Memory Hierarchy
- Processcor - Memory - Memory ...
- higher the level(closer to the CPU) = smaller, more expensive($), faster
- Principle of locality
- temporal locality: recent items are likely to be accessed again soon
- spatial locality: items near recent items are likely to be access soon
- data is copied between only two adjacent levels at a time
- lowest level(HDD) must have all data (= store everything on disk)
- Memory hierarchy levels
- block(line): unit of copying (may be multiple words)
- hit: data is in upper level
- miss: data is absent and is copied from lower level
- time taken = miss penalty
- miss ratio = misses/accesses = 1 - hit ratio
- SRAM
- data stored using 6-8 transistors for one bit
- expensive, fast (fixed access time to any datum)
- DRAM
- single transistor for one bit
- needs to be periodically refreshed
- follows Moore's Law
- Flash storage
- non-volatile semiconductor storage (a type of EEPROM)
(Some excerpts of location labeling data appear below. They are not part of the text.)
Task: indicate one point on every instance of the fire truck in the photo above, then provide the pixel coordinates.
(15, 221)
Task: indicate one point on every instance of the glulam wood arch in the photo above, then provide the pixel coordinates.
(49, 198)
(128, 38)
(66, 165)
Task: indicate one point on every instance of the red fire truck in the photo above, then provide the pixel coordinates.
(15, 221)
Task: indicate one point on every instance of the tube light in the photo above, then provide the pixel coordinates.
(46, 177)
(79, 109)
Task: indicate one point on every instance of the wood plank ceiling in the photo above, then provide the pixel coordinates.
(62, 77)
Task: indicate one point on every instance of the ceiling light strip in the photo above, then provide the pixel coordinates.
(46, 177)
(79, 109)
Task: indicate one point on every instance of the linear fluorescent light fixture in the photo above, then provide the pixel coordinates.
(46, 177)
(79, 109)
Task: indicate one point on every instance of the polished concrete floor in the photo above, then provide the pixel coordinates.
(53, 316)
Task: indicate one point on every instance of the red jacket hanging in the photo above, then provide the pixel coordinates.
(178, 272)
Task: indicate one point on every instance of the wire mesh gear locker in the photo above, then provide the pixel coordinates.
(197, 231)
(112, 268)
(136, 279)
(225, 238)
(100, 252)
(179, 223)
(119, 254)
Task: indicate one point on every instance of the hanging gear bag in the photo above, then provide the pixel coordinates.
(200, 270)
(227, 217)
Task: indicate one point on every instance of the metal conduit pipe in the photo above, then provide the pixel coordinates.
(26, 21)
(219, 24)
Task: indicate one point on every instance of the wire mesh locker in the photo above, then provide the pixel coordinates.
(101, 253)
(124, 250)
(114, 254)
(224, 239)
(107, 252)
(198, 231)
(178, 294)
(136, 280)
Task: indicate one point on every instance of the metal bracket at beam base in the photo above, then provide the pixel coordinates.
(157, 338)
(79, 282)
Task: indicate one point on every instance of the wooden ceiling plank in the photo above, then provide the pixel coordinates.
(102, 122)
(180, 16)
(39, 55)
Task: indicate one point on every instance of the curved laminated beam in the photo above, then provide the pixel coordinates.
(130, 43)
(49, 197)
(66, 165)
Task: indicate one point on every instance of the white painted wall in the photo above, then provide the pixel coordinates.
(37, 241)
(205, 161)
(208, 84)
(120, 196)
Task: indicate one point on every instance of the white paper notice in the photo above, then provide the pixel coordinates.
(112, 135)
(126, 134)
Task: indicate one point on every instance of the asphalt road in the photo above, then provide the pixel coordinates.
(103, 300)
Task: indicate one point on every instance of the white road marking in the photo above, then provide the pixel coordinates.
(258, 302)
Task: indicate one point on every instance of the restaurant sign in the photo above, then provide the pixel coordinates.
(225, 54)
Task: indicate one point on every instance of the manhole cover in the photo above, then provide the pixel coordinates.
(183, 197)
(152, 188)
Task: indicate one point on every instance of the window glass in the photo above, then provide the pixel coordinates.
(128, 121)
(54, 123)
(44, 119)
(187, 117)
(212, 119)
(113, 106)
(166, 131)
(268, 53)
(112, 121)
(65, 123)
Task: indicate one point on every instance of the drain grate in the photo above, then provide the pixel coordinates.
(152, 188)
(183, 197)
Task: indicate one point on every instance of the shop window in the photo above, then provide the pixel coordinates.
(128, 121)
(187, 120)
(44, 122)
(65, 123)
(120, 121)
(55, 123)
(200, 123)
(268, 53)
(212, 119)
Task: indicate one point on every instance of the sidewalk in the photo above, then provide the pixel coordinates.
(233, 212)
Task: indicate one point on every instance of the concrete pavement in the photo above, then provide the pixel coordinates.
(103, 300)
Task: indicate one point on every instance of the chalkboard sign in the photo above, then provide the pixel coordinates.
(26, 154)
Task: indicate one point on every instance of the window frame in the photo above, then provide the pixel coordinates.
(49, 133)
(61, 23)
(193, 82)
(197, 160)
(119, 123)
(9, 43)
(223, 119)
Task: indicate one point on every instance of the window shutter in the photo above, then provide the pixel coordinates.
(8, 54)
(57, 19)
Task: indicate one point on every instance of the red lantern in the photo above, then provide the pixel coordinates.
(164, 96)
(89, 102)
- wears out after 1000's of accesses
- not suitable for direct RAM or disk replacement
- Disk storage
- non-volatile, rotating magnetic storage
- the arm finds the right track
- each sector records sector ID, data, error correcting code, synchronization fields and gaps
- access to a sector involves queuing delay if other access are pending, rotational latency, data transfer and controller overhead
- The basics of cache memory
- it's the level of hierarchy closest to the CPU
- if instruction is given, how do we know where to look/put?
- direct-mapped, fully associative, M-way set associative
- Direct mapped cache
- put/look location is determined by address
- location = (block address) mod (# of blocks in cache)
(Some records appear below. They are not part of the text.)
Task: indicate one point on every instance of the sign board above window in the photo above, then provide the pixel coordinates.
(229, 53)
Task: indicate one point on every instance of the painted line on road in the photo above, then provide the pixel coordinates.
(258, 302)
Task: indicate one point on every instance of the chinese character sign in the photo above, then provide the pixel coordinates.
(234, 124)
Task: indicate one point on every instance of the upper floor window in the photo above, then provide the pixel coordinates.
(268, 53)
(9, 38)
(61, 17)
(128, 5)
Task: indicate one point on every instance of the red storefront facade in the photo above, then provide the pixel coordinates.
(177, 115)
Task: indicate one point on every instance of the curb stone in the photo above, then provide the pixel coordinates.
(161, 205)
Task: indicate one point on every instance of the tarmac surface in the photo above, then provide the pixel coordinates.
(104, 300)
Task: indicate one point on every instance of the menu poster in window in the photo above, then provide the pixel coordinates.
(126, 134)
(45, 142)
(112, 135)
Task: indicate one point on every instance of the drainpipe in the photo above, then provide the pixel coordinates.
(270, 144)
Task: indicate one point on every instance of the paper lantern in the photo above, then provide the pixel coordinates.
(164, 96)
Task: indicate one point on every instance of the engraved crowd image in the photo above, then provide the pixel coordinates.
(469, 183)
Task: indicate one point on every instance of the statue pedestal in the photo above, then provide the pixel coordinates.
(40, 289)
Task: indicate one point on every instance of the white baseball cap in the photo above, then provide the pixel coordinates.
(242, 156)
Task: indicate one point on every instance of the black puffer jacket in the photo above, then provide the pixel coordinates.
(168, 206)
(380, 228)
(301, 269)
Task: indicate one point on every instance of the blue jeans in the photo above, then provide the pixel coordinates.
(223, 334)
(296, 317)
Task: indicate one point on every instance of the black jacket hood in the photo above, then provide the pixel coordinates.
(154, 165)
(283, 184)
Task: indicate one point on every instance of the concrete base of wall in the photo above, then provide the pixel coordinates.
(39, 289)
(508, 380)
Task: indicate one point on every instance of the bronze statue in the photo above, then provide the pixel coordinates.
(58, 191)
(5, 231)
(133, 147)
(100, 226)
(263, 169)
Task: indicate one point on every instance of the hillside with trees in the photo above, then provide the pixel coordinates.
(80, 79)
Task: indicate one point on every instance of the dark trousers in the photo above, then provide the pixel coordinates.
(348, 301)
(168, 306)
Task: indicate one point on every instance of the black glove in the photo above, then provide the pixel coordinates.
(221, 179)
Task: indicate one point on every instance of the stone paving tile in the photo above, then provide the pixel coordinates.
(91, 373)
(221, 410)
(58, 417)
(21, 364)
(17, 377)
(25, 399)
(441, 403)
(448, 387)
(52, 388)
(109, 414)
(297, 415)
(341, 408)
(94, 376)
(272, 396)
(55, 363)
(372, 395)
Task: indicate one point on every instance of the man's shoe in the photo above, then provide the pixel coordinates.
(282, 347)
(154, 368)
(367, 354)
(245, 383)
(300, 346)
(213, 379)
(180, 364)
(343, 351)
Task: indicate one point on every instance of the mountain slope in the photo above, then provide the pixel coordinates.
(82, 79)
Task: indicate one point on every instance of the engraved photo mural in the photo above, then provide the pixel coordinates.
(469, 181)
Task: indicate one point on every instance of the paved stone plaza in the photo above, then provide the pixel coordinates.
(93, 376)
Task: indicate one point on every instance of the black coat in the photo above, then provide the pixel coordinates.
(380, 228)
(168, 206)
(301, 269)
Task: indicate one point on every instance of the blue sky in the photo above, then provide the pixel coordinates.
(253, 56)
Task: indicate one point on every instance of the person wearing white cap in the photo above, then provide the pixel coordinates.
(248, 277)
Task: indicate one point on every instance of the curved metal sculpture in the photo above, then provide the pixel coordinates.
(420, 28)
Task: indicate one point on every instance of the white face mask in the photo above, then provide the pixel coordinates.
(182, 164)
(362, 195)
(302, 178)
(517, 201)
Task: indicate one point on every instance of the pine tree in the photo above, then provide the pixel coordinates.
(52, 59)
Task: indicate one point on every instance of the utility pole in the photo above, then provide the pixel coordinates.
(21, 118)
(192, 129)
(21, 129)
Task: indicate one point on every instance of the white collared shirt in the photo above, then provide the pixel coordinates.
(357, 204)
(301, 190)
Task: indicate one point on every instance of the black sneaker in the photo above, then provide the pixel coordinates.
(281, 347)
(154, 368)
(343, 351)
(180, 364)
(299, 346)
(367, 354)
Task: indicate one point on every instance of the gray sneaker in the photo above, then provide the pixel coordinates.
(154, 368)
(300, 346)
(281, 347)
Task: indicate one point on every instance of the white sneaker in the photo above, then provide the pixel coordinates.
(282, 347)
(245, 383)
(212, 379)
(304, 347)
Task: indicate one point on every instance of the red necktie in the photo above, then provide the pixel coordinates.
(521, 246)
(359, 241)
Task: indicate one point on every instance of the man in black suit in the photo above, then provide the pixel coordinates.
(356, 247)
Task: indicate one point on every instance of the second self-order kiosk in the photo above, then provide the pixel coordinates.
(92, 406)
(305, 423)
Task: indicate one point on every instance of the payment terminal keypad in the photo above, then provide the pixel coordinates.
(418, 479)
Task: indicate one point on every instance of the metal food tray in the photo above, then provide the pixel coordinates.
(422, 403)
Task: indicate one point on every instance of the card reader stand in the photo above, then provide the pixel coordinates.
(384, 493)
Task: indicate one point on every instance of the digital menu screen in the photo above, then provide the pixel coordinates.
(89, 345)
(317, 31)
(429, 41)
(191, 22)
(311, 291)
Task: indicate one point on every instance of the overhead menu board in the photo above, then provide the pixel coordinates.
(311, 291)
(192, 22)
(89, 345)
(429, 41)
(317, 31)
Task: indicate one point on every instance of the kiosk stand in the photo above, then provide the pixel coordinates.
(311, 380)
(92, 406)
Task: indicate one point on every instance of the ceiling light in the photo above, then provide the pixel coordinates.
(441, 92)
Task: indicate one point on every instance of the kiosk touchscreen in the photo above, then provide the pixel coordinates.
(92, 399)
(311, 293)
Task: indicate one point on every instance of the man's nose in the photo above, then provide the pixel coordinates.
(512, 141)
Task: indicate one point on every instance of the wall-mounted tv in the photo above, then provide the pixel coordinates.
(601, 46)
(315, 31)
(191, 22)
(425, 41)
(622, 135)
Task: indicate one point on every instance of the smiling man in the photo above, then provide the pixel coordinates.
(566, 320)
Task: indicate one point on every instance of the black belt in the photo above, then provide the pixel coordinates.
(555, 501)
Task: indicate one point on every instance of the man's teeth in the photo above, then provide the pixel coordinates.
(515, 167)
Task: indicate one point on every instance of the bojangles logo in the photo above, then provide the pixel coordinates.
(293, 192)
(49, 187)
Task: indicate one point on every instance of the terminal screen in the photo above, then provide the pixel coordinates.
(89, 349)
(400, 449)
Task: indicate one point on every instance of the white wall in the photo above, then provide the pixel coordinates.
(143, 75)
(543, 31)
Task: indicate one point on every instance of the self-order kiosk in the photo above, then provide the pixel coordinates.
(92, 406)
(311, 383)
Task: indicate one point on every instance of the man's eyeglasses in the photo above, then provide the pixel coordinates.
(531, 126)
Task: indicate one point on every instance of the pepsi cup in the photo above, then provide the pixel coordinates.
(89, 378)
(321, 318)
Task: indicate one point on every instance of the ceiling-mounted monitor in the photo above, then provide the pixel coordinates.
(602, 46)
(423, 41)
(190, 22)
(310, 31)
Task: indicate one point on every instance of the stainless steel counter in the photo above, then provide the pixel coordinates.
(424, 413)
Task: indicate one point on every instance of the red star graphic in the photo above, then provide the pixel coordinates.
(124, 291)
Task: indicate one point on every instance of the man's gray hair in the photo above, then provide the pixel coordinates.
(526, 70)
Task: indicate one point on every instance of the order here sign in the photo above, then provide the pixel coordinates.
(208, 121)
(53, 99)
- however, ambiguity exists -> solved by using tags and valid bits
- Direct mapped cache (cont.)
- tags are used for knowing which block is stored in a cache location.
- stores block address and the data.
- only the high-order bits(tag) are used. The lower three bits are ignored.
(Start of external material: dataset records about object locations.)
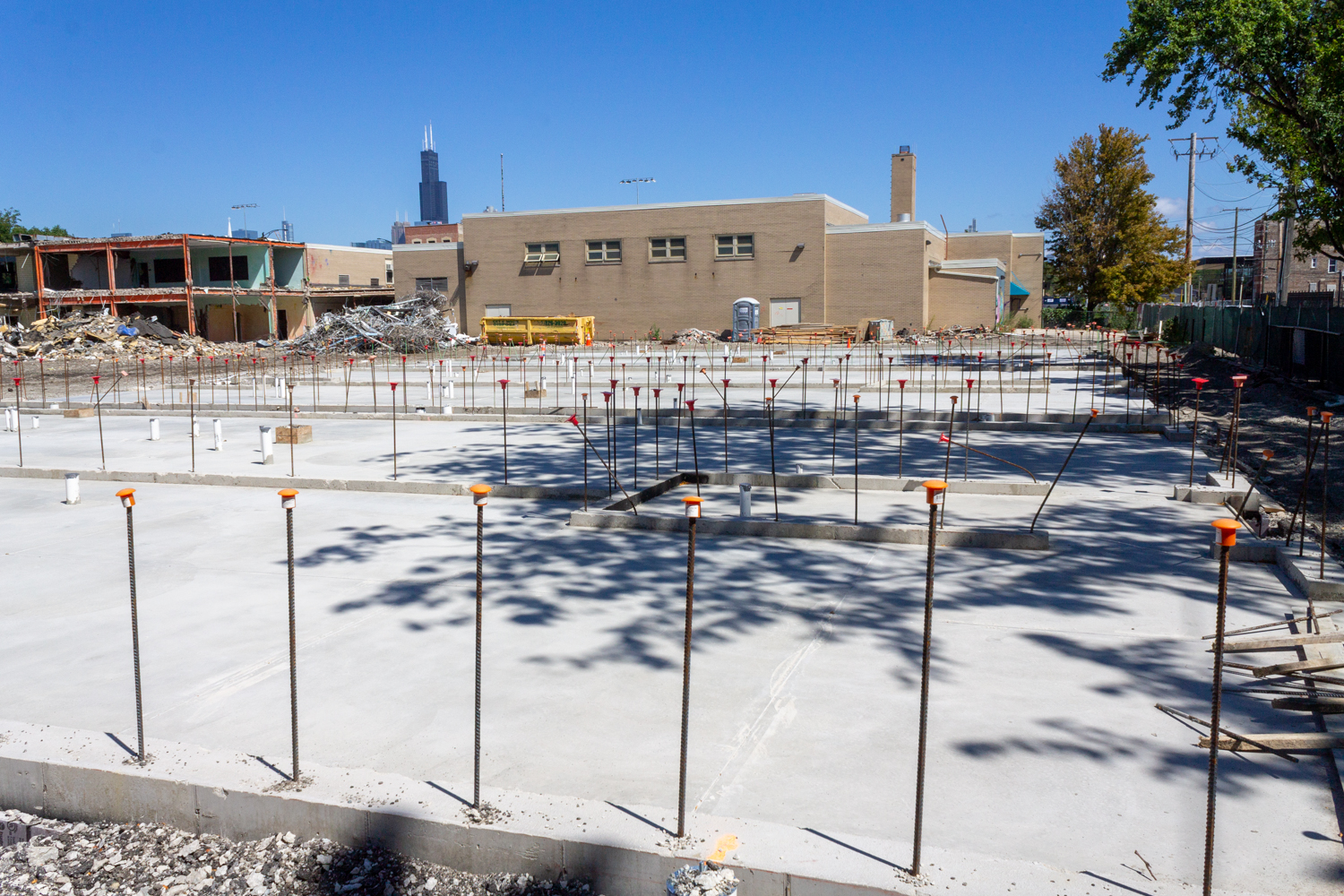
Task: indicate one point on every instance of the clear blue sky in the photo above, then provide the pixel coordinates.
(158, 117)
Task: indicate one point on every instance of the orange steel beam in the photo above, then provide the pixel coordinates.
(112, 281)
(191, 308)
(37, 271)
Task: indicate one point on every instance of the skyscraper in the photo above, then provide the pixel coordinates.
(433, 191)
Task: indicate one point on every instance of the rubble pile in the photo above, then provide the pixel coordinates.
(416, 324)
(99, 336)
(703, 879)
(155, 860)
(691, 336)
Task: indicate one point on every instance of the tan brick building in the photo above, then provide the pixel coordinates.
(666, 266)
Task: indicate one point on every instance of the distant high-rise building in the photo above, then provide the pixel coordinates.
(433, 191)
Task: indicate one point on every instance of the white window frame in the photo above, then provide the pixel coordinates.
(607, 252)
(667, 247)
(542, 253)
(736, 246)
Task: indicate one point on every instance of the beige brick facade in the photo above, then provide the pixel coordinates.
(822, 255)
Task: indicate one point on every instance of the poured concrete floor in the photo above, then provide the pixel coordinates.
(1045, 745)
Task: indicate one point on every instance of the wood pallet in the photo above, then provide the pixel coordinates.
(808, 335)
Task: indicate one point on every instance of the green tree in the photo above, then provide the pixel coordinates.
(10, 226)
(1277, 66)
(1107, 241)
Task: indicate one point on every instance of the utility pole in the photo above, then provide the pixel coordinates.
(1196, 151)
(1236, 220)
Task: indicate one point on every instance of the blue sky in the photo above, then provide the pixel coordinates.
(158, 117)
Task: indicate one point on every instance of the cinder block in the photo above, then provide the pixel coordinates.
(293, 435)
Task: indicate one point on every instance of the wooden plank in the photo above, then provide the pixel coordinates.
(1282, 643)
(1301, 665)
(1273, 625)
(1288, 743)
(1311, 704)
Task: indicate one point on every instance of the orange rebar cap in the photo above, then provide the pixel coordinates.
(933, 487)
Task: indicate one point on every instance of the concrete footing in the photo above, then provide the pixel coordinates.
(951, 538)
(82, 775)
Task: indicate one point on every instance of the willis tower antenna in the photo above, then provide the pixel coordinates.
(433, 191)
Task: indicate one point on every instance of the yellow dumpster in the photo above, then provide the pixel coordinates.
(531, 331)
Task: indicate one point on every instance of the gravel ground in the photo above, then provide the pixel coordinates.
(1273, 417)
(155, 860)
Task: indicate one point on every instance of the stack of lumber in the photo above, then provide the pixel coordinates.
(808, 335)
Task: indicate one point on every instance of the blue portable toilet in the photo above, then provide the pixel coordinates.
(746, 317)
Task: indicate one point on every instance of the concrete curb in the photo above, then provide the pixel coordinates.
(86, 777)
(1010, 540)
(814, 419)
(401, 487)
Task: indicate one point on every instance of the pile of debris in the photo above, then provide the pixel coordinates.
(99, 336)
(417, 324)
(693, 336)
(59, 857)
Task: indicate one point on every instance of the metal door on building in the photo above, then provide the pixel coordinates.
(785, 311)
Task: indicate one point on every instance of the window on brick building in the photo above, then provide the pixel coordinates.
(667, 249)
(734, 246)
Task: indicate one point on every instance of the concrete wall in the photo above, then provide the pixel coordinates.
(327, 263)
(639, 293)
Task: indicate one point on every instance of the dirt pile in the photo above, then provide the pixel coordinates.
(156, 860)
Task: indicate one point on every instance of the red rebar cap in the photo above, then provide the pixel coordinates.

- valid bit is set to 1 if data is present, 0 if not.
- if data exists, but the tags don't match, go to the main memory, copy data, come back to the cache, change the tag and the data, and write back to the CPU.
- Example of direct-mapped cache
- the byte offset determines which byte in the instruction to read.
- For example, if a block has 16(2^4) bytes, the byte offset would be 4 bits, as there are 4 words.
- Block size considerations
- in fixed-sized cache, larger blocks -> more competition for memory space, which increases miss rate
- there could also be pollution (unwanted data)
- large block size also causes large miss penalty as lot of time is spent copying.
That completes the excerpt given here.